R.Lavillenie : "Une alimentation performante et durable est possible".

R.Lavillenie : "Une alimentation performante et durable est possible".

Renaud Lavillenie (35 ans), qui animait la soirée organisée par la MAIF et la FFA dans le cadre du lancement du programme "MAIF Sport Planète", a souhaité sensibiliser les jeunes sportifs à une alimentation performante et respectueuse de l'environnement. Après s'être remis de sa blessure, il s'est présenté à nous

Samedi dernier, le perchiste Renaud Lavillenie (35 ans) a animé un atelier cuisine à la brasserie du LOU, le club de rugby lyonnais, avec la cuisinière Chloé Charles, afin de sensibiliser 33 jeunes athlètes du groupe Ambiton 2024 à une alimentation performante et durable.
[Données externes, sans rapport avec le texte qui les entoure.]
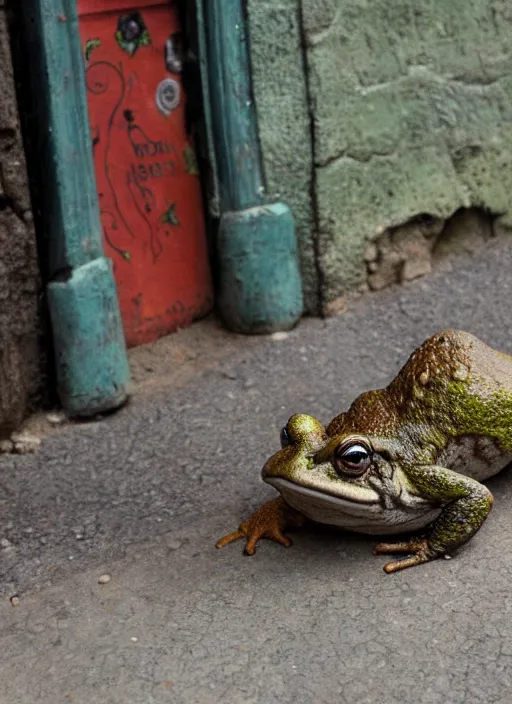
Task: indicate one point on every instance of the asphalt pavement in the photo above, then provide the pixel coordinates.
(143, 495)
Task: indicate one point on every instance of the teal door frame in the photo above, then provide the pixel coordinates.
(260, 284)
(90, 354)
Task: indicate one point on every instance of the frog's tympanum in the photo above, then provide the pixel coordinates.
(404, 458)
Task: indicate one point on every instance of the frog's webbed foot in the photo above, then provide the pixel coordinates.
(418, 547)
(268, 522)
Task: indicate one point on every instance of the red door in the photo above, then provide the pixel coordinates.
(147, 178)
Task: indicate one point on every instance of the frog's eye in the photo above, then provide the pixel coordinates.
(352, 460)
(285, 438)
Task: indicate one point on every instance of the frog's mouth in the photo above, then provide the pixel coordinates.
(361, 511)
(348, 494)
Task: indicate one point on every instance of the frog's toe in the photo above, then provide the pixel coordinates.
(229, 538)
(419, 548)
(391, 548)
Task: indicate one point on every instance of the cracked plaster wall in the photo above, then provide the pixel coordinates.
(20, 358)
(412, 108)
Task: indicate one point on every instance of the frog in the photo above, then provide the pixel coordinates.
(408, 459)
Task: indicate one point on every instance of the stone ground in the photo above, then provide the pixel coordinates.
(143, 495)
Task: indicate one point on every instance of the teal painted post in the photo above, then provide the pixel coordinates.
(90, 354)
(260, 286)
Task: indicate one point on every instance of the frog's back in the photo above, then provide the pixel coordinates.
(454, 384)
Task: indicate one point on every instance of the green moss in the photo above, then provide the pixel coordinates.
(473, 414)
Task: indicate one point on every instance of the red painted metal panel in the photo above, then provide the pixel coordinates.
(147, 178)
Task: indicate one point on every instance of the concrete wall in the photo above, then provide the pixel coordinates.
(20, 360)
(412, 112)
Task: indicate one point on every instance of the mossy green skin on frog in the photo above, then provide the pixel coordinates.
(407, 457)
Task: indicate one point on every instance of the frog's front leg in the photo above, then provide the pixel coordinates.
(466, 504)
(269, 522)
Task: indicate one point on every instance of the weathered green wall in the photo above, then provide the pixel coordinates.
(412, 111)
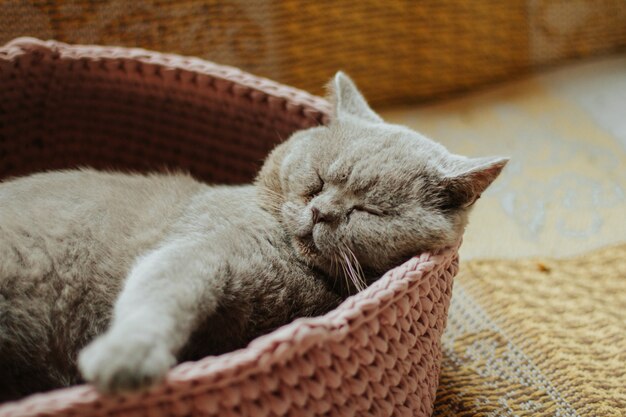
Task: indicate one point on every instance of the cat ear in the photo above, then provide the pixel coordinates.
(347, 99)
(469, 179)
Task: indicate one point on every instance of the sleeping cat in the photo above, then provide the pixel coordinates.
(113, 278)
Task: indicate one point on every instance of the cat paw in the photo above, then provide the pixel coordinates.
(114, 363)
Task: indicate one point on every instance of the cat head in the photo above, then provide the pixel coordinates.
(366, 195)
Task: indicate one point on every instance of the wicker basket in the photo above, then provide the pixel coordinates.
(377, 354)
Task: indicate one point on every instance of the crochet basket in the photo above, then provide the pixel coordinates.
(377, 354)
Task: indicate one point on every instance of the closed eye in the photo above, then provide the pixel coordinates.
(374, 211)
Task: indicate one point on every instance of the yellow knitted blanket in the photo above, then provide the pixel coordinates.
(537, 338)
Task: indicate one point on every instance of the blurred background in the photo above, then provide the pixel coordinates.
(542, 81)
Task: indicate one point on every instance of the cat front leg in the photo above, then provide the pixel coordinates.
(165, 295)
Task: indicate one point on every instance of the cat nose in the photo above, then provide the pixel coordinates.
(318, 216)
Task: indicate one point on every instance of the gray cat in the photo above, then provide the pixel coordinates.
(114, 278)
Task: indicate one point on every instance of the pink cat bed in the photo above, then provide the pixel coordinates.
(65, 106)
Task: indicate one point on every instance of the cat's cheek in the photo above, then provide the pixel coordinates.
(114, 363)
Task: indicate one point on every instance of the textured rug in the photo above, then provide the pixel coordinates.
(537, 337)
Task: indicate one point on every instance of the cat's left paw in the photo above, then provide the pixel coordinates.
(114, 363)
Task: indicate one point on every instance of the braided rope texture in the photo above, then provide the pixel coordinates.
(396, 50)
(377, 354)
(537, 337)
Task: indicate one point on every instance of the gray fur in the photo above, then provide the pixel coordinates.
(138, 272)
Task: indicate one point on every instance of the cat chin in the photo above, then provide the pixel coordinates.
(307, 250)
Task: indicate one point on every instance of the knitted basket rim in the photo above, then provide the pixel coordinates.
(274, 349)
(185, 64)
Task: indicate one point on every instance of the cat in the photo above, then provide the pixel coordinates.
(113, 278)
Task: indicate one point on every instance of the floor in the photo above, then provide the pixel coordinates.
(564, 190)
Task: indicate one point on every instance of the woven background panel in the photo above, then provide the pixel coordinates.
(537, 337)
(378, 353)
(396, 50)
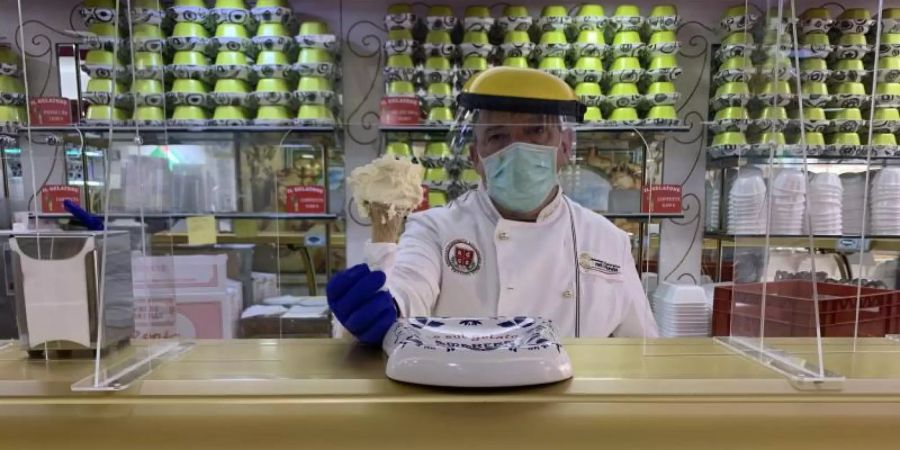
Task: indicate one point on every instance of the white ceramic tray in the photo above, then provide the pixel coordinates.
(475, 352)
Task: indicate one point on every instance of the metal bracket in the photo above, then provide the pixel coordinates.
(802, 374)
(121, 375)
(852, 245)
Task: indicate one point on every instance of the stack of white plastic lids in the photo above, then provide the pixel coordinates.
(788, 202)
(682, 310)
(852, 202)
(885, 202)
(825, 202)
(747, 203)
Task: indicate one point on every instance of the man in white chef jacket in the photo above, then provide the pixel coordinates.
(514, 247)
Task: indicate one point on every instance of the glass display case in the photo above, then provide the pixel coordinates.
(216, 141)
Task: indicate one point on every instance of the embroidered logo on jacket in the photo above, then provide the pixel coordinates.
(462, 257)
(589, 263)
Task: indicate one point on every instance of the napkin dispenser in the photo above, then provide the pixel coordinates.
(55, 278)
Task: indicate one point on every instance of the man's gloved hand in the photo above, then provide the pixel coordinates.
(355, 299)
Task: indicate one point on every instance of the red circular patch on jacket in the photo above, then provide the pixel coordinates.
(462, 257)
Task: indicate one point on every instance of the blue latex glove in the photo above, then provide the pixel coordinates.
(355, 299)
(90, 221)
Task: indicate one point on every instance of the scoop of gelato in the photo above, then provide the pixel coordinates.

Cette initiative s'inscrit dans le cadre du programme "MAIF Sport Planète", qui vise à promouvoir une pratique sportive plus respectueuse de l'environnement. Le champion olympique s'est réjoui des nombreux et précieux conseils reçus lors de cette soirée et a fait pour nous le point sur sa carrière avant les Jeux Olympiques de Paris en 2024, où il visera avant tout le podium, l'or semblant promis à l'extraterrestre Armand Duplantis. Le Clermontois est très heureux d'avoir retrouvé de bonnes sensations après sa blessure à la cheville gauche qui l'avait handicapé l'été dernier.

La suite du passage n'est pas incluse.